SimTower Reverse Engineering – Part 2

With the header sorta figured out, and unit data partially figured out, there’s still a lot more file that hasn’t been determined yet.

Immediately after the last floor’s unit information, the game does a 4 Byte read, followed by some number of 16 Byte entries. As I quickly suspected, the number of entries is exactly the same as those 4 Bytes interpreted as an integer. Perfect, now we at least know the structure of another large chunk of the file.

Next Parts

But what do we do with this? First I started by dumping the values into a terminal to see if I could see any patterns. Two things jumped out at me, the first and third values increment. The first goes up from 0 to 113, which is the count of floors in the building that have anything on them (including the cathedral’s multiple stories above floor 100). So we’ve got one entry per floor, it seems. Some floors seem to have no entries, which appear to be lobbies or otherwise completely empty floors.

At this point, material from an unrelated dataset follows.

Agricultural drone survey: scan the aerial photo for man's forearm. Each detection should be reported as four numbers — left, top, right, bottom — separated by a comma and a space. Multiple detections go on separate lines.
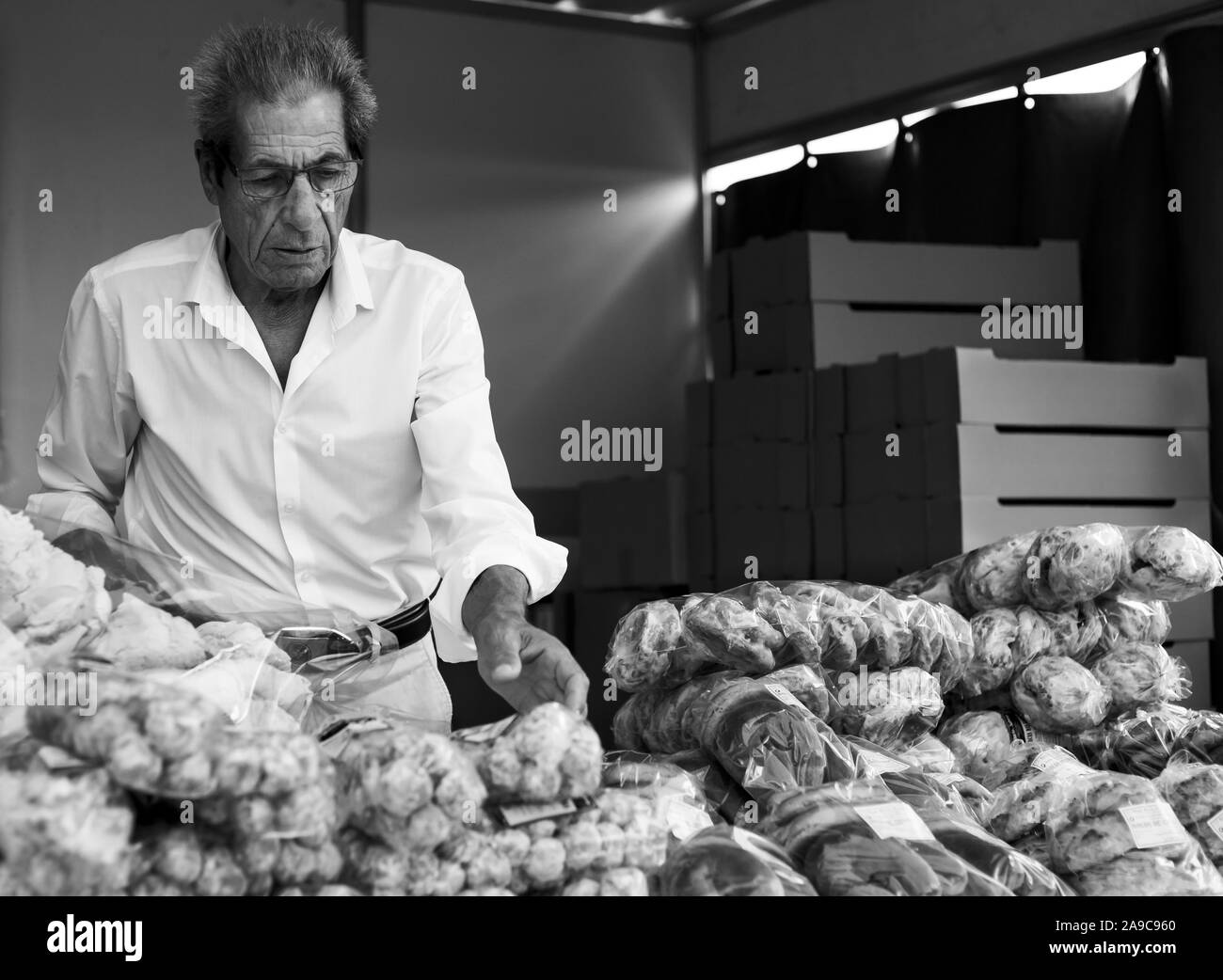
462, 564, 531, 633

Next, I started looking for a pattern in the number of entries on a floor and what’s on that floor. Quickly, I saw that there were 30 entries for floors with 10 condo units on them. This suggests a condo has 3 entries. Knowing the game, I know that a condo has a population of 3 people, so these must be entries related to people!

Checking a floor with 19 offices there are 114 entries. Offices have 6 people per office, so that’s what this data structure is for. On to the contents of the data structure, past the two that were immediately apparent. The next pattern I spot in that the second byte is also incrementing, and seems to be the index of the unit on the floor. Now we’ve got 3 / 16 Bytes figured out. What’s next?

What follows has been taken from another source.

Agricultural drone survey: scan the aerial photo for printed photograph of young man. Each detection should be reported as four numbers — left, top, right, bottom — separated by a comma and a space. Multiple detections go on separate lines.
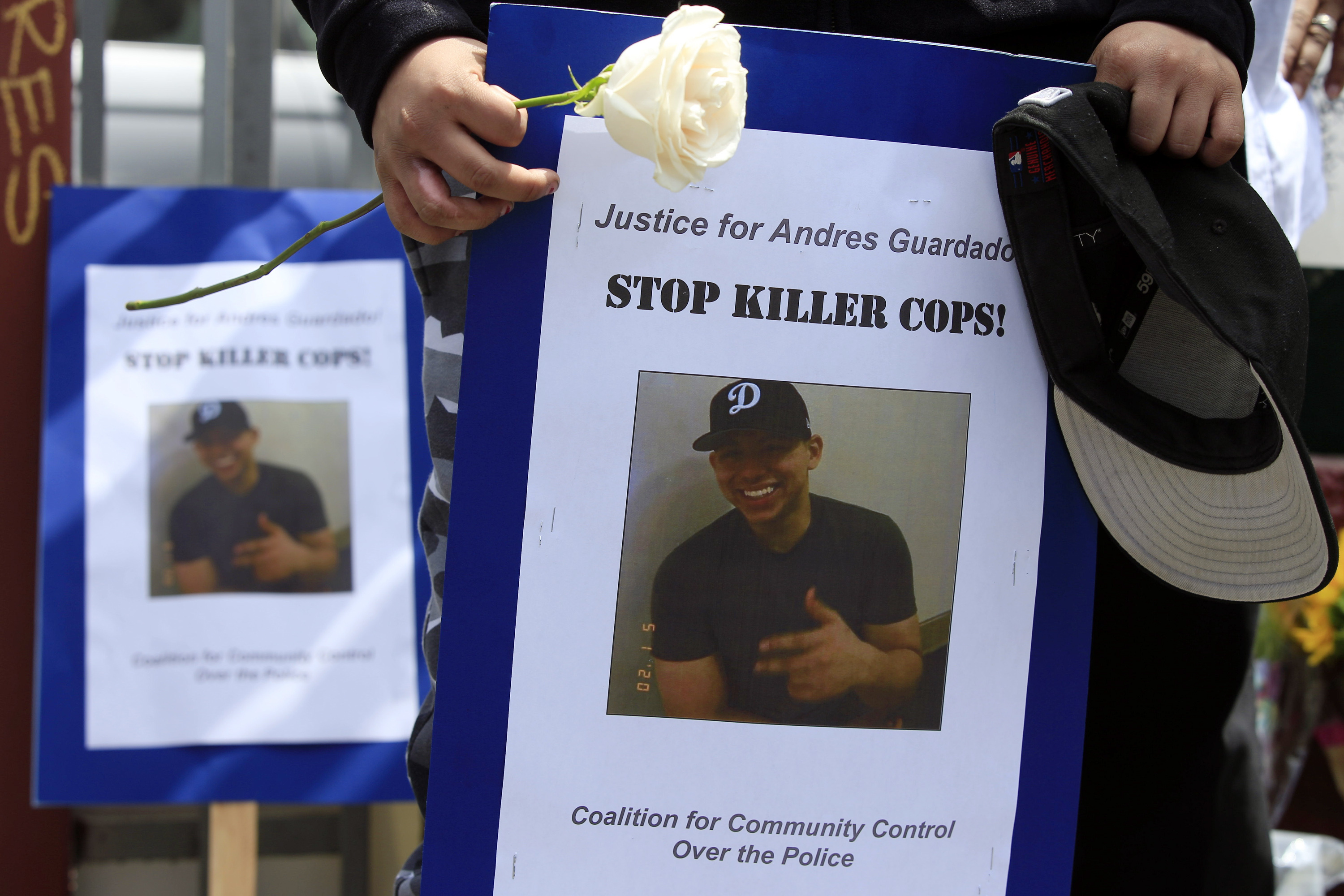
151, 401, 351, 594
653, 380, 923, 725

I name a couple people and use the in game tools to find them throughout the building, and see that byte 7 seems to be the current floor they’re on, and byte 5 looks suspiciously like bit-flags, even if I don’t know what exactly they mean yet. They may show things like if a person is in the building or not, sleeping, etc. I think the last four bytes are two 16 bit integers, and these may be storing the stress and eval(uation), but these don’t look consistent.

What’s After People?

I decide to put the people data aside and see what’s next. The ProcMon CSV (explained in Part 1) shows a read of 9,216 Bytes, with no read for length before it. This suggests to me that this is a static sized block. It’s divisible by 16, but 576 isn’t a nice “round” number, not like 512. Seeing that this is close to 512, I try the next larger even number. 9,216 / 18 is 512. There’s our nice round number.

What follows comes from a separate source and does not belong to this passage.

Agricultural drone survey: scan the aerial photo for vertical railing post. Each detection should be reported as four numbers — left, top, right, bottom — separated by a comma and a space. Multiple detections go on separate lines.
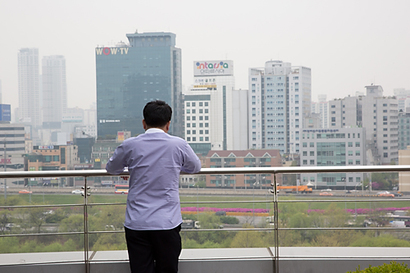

From this, I can strongly infer that I’m dealing with a fixed length of 512 entries, each 18 bytes in size. Maybe they have a similar structure to our unit structure, which also has an 18 byte size. I can also see that not all of them are full from a hex editor. Where else do I have a similar number? I know the count of commercial (shop, restaurant, fast-food place, etc.) is 419. I’m betting that I’ll have 419 complete values, and the rest as empty placeholders/padding. Let’s see. I’ve included the some entries in the section, with their decimal values shown.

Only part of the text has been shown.